Не наступите на Мадонну

Ольга Вярси
 


А я действительно чуть на неё не наступила! У ног Мадонны, нарисованной мелом на асфальте, сидела смуглая женщина. Рисунок был почти готов, она наносила последние штрихи и тени на складки одежды Богоматери.

 Несколько монет по 200 лир лежали на блюдечке, рядом с картиной.
 
 Я была восхищена её работой, и восторг видимо, явно читался на моем лице, потому-что, глянув на меня, женщина смутилась и потупилась.
 Я положила монетку в 500 лир на блюдечко - все что у меня имелось.
Я только шла на работу - перекресток, на котором я мыла машины.
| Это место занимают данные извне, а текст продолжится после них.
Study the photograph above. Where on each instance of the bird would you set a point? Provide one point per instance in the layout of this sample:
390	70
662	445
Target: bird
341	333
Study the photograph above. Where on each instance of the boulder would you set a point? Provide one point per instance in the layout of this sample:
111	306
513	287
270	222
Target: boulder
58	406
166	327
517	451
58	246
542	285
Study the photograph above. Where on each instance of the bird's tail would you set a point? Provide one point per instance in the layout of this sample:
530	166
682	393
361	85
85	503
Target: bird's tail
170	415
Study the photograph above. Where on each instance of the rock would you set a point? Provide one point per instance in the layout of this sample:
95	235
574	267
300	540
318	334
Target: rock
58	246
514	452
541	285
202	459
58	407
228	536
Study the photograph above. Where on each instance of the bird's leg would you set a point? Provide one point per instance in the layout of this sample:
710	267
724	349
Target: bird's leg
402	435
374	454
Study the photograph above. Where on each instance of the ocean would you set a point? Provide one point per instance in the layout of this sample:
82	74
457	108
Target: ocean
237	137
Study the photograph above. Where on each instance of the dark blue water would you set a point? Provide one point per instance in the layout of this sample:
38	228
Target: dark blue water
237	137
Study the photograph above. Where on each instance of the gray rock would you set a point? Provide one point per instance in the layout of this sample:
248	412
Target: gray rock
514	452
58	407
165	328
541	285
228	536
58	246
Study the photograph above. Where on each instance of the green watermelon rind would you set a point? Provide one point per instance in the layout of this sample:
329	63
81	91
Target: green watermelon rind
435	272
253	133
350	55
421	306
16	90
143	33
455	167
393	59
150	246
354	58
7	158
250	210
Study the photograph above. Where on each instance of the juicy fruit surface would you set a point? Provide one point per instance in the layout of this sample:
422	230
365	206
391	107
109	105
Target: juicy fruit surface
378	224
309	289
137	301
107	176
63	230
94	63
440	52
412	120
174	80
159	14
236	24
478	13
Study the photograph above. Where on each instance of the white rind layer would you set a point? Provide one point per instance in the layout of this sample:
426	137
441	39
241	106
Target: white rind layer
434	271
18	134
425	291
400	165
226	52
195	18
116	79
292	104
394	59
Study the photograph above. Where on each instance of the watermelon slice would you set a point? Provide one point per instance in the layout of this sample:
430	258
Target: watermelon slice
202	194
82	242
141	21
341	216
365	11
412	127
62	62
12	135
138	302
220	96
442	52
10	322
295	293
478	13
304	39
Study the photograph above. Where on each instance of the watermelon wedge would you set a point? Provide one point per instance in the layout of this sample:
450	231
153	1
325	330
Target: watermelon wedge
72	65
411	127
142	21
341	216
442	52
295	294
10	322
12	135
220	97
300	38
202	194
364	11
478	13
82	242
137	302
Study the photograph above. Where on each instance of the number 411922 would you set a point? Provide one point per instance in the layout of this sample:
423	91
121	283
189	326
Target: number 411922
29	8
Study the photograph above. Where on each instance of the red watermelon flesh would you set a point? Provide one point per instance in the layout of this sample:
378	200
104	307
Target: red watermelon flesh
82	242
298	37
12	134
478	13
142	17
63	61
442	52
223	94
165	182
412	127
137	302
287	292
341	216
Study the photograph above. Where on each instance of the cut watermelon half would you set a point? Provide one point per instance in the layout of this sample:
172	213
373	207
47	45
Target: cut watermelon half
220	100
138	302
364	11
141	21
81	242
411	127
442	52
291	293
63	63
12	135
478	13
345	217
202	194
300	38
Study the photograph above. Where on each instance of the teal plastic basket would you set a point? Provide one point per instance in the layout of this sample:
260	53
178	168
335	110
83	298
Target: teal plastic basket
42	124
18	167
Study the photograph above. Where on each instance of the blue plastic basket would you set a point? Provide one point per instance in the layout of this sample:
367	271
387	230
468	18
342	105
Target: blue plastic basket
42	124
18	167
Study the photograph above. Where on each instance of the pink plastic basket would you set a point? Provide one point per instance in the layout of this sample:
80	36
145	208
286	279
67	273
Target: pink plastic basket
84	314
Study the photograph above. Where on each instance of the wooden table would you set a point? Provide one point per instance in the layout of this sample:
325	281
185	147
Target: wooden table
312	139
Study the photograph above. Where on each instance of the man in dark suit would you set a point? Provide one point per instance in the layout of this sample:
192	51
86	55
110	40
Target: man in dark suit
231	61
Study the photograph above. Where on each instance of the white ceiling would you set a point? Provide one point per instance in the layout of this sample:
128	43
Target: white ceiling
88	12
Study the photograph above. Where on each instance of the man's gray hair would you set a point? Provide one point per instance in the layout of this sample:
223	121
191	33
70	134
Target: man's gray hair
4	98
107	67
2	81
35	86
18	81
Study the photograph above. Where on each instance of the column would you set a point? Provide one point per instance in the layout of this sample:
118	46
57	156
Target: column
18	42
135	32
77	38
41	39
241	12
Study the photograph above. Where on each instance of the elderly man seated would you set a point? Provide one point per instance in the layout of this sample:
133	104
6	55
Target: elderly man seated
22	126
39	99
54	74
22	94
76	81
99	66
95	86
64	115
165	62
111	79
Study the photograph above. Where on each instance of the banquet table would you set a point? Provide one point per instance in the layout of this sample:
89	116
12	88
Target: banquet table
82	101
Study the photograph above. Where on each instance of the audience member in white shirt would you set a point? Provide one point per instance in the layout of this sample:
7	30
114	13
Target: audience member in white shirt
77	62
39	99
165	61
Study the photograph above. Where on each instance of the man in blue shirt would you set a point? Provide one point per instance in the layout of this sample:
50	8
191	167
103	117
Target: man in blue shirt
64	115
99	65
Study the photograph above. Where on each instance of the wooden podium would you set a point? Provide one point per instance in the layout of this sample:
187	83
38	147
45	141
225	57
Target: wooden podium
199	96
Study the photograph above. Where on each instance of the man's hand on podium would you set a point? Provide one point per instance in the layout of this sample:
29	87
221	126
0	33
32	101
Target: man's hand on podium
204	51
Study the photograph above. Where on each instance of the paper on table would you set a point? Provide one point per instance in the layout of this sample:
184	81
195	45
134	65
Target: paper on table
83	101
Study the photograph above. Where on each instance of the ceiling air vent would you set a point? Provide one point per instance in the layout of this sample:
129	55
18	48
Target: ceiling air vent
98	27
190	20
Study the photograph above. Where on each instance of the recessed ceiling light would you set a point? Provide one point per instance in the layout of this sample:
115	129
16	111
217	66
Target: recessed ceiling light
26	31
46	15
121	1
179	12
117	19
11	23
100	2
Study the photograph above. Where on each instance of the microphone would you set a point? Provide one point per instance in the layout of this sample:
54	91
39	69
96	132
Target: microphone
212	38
Это был мой нестабильный ( и нелегальный) заработок, потому что  эммигрантам из России разрешения на работу италянцы не выдавали.   Но так обильна  была эта, подернутая росистой дымкой страна, так заманчивы были оранжевые мандарины на меркато, местном рынке, так жадно, с восторгом смотрели мои малыши на все это немыслимое изобилие фруктов...

  - Коме си кьяма?  - Спросила я, - как вас зовут?

  -  Мария. - Ответила она. - Синьора поляка?

  -  Но, соно Руссо.

   Каким -то образом мы умудрились понимать друг друга. Она была с Сицилии. Муж её был родом из Гамбурга. Он закончил институт искусства и был профессиональным художником. Его зовут Вольфгангом. Он и научил её рисовать. Денег на холсты и краски у неё не было, вот и пробавляется тем, что рисует мелом на асфальте.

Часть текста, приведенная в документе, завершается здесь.